Wednesday, May 26, 2010
"Popular Highlights" on the Amazon Kindle
On one hand, this is a possible privacy violation. I don't see anything wrong with it yet, but it's exactly the sort of thing that makes me uncomfortable. Kindle shares your highlights this way by default, although you can turn off this feature.
On the other hand, it's a fascinating new way to read - something you can't get from paper. While reading, it encourages you to slow down and pay attention to what other people have found interesting. Likewise, if there is something that you think other readers should pay attention to, you are encouraged to highlight it for them. It's like a 21st century of a book club (where a group of friends read the same book and talk about it), but you are sharing your thoughts with the entire world.
I've read three books since Amazon published this feature (actually, since I've noticed this feature - not all books have highlights).
The first two are fictional novels, Nation by Terry Pratchett and Pirate Latitudes by Michael Chrichton. The thing I noticed in these books is that the highlights don't make sense - the passages aren't necessarily witty or insightful.
However, there does seem to be a rare word involved. For example, in Pirate Latitudes, the highlight (11 people highlighted it) started at the word "uxorial". I suspect that the reason those 11 people highlighted the passage is because they did not know the meaning of the word (I certainly didn't).
Do people highlight vocabulary words? Or is it an accident? The Kindle contains a built-in dictionary. Once you move the cursor to the word in order to see the definition, it's easy to accidentally highlight the word as well.
Highlight should be more meaningful for non-fiction books. The third book I've read recently is Ayaan Hirsi Ali's Nomad.

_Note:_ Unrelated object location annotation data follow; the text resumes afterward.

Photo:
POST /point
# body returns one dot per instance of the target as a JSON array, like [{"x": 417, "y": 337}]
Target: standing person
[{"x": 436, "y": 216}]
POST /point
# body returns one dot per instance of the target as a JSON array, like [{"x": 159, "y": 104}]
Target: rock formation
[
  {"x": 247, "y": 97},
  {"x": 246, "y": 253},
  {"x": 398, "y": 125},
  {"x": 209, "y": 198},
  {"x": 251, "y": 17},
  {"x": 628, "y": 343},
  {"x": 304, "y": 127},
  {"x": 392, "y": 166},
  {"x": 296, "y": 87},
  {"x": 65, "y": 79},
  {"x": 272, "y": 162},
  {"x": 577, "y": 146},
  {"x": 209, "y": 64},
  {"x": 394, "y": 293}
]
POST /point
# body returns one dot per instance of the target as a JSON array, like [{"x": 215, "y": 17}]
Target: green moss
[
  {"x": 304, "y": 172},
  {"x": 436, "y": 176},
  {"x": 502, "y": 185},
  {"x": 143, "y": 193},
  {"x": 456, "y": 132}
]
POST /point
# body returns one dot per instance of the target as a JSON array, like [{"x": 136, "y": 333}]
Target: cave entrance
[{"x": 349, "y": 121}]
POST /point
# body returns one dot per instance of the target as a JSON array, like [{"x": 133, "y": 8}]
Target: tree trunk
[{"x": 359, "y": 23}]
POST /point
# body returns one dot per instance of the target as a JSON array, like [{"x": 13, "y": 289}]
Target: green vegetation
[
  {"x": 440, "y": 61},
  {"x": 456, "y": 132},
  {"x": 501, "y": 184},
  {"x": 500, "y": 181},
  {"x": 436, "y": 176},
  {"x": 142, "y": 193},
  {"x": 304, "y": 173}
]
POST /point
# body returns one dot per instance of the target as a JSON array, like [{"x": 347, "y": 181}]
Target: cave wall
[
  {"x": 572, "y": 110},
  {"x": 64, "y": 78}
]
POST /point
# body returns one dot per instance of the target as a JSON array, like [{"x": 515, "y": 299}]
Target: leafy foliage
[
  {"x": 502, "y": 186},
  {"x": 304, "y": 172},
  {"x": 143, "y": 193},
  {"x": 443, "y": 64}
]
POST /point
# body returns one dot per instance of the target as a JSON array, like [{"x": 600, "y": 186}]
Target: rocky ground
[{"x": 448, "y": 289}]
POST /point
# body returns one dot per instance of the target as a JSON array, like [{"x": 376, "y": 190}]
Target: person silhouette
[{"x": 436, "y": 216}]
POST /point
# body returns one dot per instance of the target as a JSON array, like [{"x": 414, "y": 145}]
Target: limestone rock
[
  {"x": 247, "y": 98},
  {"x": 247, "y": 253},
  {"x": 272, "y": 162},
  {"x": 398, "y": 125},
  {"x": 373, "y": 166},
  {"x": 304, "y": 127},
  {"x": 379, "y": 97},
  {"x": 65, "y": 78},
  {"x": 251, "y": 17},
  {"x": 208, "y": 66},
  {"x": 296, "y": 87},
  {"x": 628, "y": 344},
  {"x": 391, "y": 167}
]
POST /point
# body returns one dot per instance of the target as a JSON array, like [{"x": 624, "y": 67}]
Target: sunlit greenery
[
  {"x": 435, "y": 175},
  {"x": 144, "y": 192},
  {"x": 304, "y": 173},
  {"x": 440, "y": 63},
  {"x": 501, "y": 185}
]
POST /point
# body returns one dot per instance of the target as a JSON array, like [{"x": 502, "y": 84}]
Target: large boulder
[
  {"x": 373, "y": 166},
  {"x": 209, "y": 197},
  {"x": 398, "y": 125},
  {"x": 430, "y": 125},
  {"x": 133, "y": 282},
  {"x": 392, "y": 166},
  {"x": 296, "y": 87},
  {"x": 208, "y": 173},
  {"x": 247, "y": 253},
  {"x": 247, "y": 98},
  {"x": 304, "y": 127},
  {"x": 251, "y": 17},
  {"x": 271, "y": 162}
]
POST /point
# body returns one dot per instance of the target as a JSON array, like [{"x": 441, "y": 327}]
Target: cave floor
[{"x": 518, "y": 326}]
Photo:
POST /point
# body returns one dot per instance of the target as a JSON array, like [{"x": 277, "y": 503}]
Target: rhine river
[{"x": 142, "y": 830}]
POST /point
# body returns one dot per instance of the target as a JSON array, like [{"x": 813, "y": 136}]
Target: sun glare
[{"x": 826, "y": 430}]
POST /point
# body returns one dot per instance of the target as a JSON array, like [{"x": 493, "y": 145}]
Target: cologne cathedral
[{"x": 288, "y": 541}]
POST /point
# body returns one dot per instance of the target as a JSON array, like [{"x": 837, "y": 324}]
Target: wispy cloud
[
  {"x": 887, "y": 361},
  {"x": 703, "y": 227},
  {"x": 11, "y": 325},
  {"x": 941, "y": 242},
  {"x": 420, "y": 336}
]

This is a book critical of Islam and which promotes the values of the Enlightenment. It is political and controversial. I know that as I read it, I highlighted several sections I thought were interesting.

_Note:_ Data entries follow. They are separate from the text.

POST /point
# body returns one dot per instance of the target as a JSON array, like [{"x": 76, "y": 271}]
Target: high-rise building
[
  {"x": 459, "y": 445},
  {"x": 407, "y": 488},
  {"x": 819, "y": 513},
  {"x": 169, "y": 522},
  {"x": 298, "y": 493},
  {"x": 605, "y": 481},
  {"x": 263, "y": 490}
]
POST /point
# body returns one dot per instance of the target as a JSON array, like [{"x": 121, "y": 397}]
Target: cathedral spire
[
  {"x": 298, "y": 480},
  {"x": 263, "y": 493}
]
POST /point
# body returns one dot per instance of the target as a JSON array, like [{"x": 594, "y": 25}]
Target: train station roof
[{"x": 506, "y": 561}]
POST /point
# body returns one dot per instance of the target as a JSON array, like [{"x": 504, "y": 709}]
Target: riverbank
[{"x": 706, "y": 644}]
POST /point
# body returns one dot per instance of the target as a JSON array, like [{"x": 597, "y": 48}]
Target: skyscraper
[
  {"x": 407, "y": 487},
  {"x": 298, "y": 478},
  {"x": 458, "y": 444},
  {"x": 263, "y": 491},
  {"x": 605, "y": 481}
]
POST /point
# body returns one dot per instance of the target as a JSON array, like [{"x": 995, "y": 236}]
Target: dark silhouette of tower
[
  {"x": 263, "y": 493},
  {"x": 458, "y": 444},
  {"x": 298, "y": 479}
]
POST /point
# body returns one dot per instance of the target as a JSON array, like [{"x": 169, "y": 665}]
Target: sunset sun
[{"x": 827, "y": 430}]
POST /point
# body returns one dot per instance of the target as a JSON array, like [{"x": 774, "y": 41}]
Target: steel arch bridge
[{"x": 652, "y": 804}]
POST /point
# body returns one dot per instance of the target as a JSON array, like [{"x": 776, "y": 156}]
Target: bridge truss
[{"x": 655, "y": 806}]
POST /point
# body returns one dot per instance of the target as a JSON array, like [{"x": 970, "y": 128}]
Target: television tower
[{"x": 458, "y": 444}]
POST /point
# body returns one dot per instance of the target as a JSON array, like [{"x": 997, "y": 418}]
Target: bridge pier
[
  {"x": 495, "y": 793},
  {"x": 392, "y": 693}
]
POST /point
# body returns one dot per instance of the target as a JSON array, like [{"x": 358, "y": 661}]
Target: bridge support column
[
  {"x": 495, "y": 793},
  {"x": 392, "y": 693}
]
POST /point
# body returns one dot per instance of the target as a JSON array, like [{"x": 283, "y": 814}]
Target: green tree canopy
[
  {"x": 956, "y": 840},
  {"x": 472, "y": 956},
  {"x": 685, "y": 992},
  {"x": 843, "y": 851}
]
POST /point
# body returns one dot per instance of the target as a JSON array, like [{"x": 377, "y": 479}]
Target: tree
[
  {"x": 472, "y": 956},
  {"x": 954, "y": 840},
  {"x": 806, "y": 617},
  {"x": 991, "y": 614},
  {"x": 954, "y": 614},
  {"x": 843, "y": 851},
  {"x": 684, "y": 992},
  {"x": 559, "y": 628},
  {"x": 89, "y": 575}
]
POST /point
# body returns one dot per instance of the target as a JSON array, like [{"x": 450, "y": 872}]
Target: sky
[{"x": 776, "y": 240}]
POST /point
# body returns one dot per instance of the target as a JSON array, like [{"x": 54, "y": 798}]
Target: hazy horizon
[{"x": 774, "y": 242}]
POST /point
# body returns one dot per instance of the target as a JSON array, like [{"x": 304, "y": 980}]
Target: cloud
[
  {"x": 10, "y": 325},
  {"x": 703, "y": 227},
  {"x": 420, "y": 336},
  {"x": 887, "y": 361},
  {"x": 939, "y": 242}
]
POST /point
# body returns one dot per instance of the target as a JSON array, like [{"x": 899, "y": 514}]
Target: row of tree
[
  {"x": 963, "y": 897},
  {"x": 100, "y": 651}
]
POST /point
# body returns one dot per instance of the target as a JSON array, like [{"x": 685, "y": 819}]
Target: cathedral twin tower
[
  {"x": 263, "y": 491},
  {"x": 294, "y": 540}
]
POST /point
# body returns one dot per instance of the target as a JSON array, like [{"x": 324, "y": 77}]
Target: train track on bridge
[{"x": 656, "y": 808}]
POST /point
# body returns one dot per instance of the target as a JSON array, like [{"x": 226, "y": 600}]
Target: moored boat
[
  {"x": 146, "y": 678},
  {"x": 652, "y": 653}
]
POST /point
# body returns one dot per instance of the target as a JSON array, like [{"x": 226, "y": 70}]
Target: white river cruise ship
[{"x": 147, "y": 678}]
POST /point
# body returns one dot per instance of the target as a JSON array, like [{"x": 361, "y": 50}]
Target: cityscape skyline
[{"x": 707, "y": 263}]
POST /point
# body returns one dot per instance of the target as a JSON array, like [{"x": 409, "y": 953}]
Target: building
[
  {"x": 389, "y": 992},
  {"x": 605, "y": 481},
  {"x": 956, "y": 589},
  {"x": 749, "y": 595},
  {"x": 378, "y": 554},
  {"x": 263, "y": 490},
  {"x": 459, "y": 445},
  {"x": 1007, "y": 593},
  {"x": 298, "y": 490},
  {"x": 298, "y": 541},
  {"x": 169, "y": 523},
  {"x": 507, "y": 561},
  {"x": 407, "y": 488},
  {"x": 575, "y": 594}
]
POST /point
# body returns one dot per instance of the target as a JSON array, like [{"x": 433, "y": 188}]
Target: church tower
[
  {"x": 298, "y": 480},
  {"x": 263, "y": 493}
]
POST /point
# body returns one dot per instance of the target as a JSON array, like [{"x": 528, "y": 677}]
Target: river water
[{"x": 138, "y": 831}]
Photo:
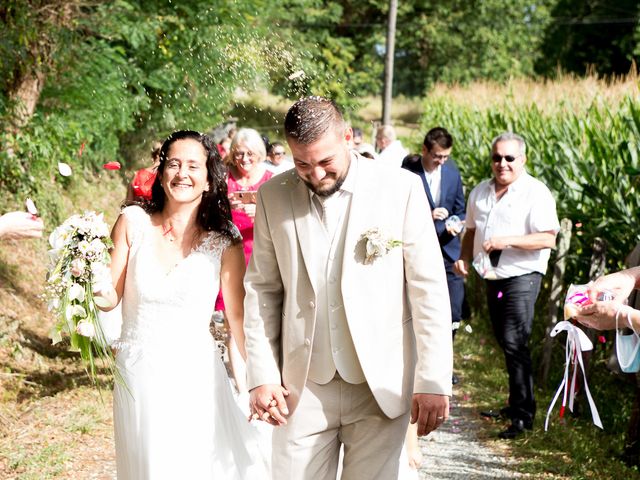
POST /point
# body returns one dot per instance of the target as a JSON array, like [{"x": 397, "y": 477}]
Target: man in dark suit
[{"x": 443, "y": 187}]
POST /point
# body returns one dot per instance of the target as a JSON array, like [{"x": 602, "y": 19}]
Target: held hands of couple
[
  {"x": 267, "y": 403},
  {"x": 461, "y": 267},
  {"x": 495, "y": 243},
  {"x": 429, "y": 410}
]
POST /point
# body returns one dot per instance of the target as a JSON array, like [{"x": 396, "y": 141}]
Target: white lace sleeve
[{"x": 137, "y": 219}]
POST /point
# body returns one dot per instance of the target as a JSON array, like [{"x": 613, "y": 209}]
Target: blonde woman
[{"x": 247, "y": 171}]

For example, she relates a story where as a translator were a 7-year old Somali kid beat up another kid at school. Her story told of the conflict she had as a translator that required not only translating the language but also the culture. The Somali family felt that the other kid (Mark) started the fight because he hurled insults at their kid (Mohammed). The school was adamant that Mohammed started the fight, because he threw the first punch. This is an incomprehensible cultural divide: Somali parents teach their kids to fight, to defend themselves from insults with violence. Western school teaches kids not to fight, to ignore insults.
I was interested by this anecdote, so I highlighted it.

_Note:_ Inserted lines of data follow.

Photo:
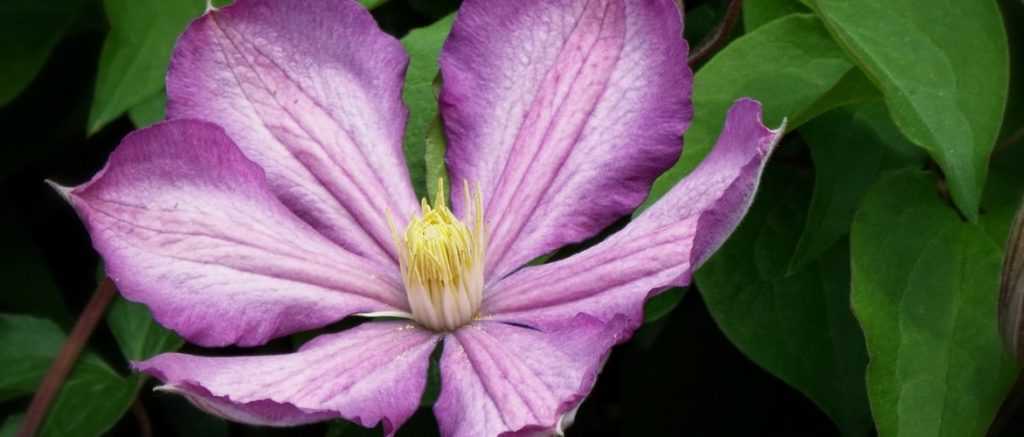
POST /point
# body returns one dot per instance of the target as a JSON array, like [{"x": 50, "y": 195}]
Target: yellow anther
[{"x": 442, "y": 262}]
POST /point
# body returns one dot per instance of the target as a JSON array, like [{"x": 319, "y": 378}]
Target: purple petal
[
  {"x": 188, "y": 226},
  {"x": 498, "y": 378},
  {"x": 311, "y": 91},
  {"x": 563, "y": 112},
  {"x": 369, "y": 375},
  {"x": 657, "y": 250}
]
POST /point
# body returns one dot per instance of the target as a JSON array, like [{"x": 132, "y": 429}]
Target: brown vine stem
[
  {"x": 66, "y": 359},
  {"x": 714, "y": 42}
]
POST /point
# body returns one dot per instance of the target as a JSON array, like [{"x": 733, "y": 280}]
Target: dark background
[{"x": 678, "y": 376}]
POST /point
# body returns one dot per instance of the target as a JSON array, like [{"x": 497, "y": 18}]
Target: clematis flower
[{"x": 275, "y": 200}]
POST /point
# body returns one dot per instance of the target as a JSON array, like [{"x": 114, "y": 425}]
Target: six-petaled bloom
[{"x": 275, "y": 199}]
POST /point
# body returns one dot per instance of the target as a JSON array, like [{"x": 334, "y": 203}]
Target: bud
[{"x": 1012, "y": 290}]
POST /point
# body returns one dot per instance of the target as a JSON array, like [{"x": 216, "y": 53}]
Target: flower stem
[
  {"x": 719, "y": 36},
  {"x": 66, "y": 359}
]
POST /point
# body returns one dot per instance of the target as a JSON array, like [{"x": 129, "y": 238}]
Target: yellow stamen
[{"x": 441, "y": 262}]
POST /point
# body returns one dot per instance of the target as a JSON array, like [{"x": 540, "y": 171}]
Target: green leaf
[
  {"x": 1003, "y": 195},
  {"x": 849, "y": 155},
  {"x": 11, "y": 425},
  {"x": 663, "y": 304},
  {"x": 93, "y": 397},
  {"x": 760, "y": 12},
  {"x": 854, "y": 88},
  {"x": 150, "y": 111},
  {"x": 423, "y": 45},
  {"x": 925, "y": 290},
  {"x": 434, "y": 157},
  {"x": 136, "y": 53},
  {"x": 799, "y": 326},
  {"x": 943, "y": 67},
  {"x": 28, "y": 346},
  {"x": 136, "y": 333},
  {"x": 90, "y": 402},
  {"x": 787, "y": 64},
  {"x": 29, "y": 30}
]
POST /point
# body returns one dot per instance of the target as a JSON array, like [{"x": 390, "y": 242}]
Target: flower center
[{"x": 441, "y": 261}]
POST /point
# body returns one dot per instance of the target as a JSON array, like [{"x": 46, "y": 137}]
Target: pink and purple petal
[
  {"x": 657, "y": 250},
  {"x": 372, "y": 375},
  {"x": 311, "y": 91},
  {"x": 500, "y": 379},
  {"x": 187, "y": 225},
  {"x": 563, "y": 112}
]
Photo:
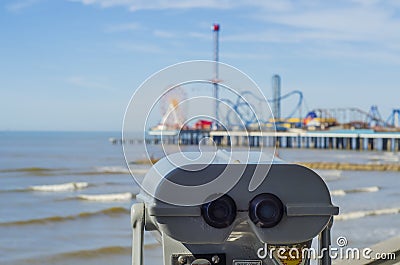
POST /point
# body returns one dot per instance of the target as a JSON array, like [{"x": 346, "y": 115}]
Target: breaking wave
[
  {"x": 356, "y": 190},
  {"x": 125, "y": 196},
  {"x": 60, "y": 187},
  {"x": 362, "y": 214}
]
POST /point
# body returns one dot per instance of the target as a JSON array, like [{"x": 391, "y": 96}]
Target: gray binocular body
[{"x": 290, "y": 207}]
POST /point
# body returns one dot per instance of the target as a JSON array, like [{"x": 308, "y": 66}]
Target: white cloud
[
  {"x": 20, "y": 5},
  {"x": 122, "y": 27},
  {"x": 164, "y": 34},
  {"x": 85, "y": 82},
  {"x": 136, "y": 5},
  {"x": 139, "y": 47}
]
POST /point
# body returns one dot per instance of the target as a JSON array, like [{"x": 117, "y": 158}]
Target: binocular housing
[{"x": 292, "y": 205}]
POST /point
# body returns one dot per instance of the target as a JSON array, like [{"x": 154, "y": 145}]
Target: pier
[{"x": 338, "y": 140}]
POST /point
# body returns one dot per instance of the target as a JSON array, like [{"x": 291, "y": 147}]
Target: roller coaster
[
  {"x": 320, "y": 118},
  {"x": 246, "y": 111}
]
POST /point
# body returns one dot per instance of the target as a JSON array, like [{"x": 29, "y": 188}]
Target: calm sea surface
[{"x": 65, "y": 198}]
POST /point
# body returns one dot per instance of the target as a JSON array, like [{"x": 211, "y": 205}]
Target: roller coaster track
[
  {"x": 347, "y": 115},
  {"x": 244, "y": 109}
]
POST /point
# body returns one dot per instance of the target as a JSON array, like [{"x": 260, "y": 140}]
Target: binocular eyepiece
[{"x": 265, "y": 211}]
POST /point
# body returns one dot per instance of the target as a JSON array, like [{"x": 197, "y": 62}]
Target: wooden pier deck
[{"x": 340, "y": 140}]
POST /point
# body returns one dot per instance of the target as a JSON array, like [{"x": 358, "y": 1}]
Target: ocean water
[{"x": 65, "y": 198}]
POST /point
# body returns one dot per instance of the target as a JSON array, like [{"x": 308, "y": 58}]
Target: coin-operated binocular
[{"x": 271, "y": 224}]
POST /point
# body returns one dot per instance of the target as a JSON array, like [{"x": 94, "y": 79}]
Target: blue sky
[{"x": 73, "y": 65}]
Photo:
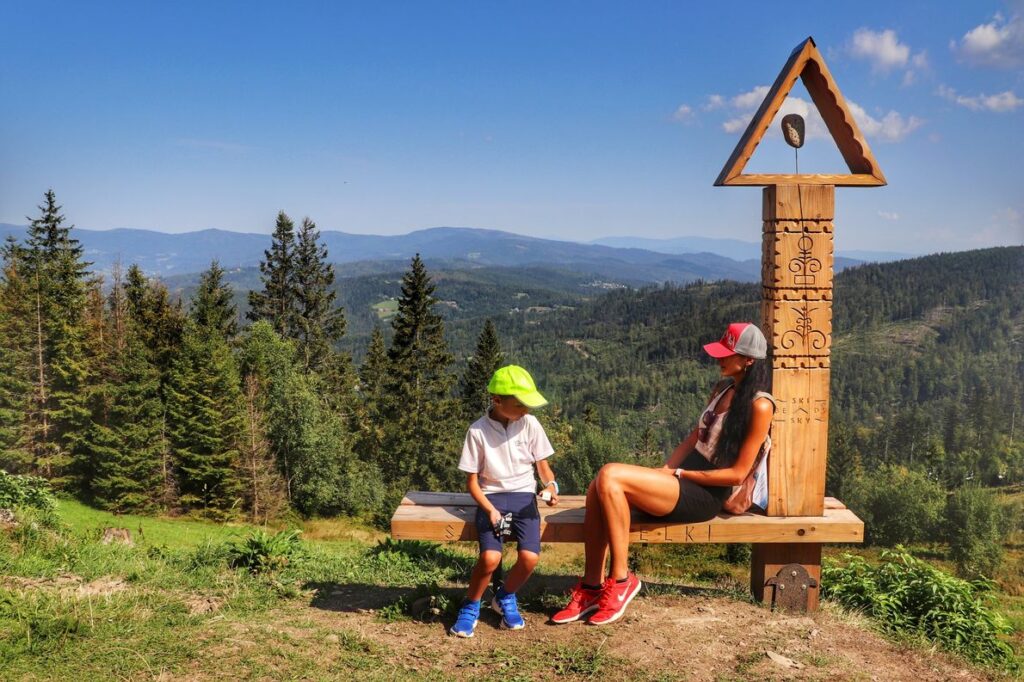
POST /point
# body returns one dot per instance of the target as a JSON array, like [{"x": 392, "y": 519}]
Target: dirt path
[{"x": 695, "y": 636}]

But there were no Popular Highlights in this book from Amazon. This is probably because the book is so new, it's only been out a couple days. Maybe I should have put off reading it for a few months, to see what highlights others might be interested in.
Or, maybe I'll skim it again in a year, to see what other people have highlighted. This would be an awesome feature for Amazon: to allow me to browse a book based on the highlights they've got on their servers, so I don't have to flip through the pages myself.
So, for the last three books, the "Popular Highlights" feature has been a bust, but I have great hope for it in the future.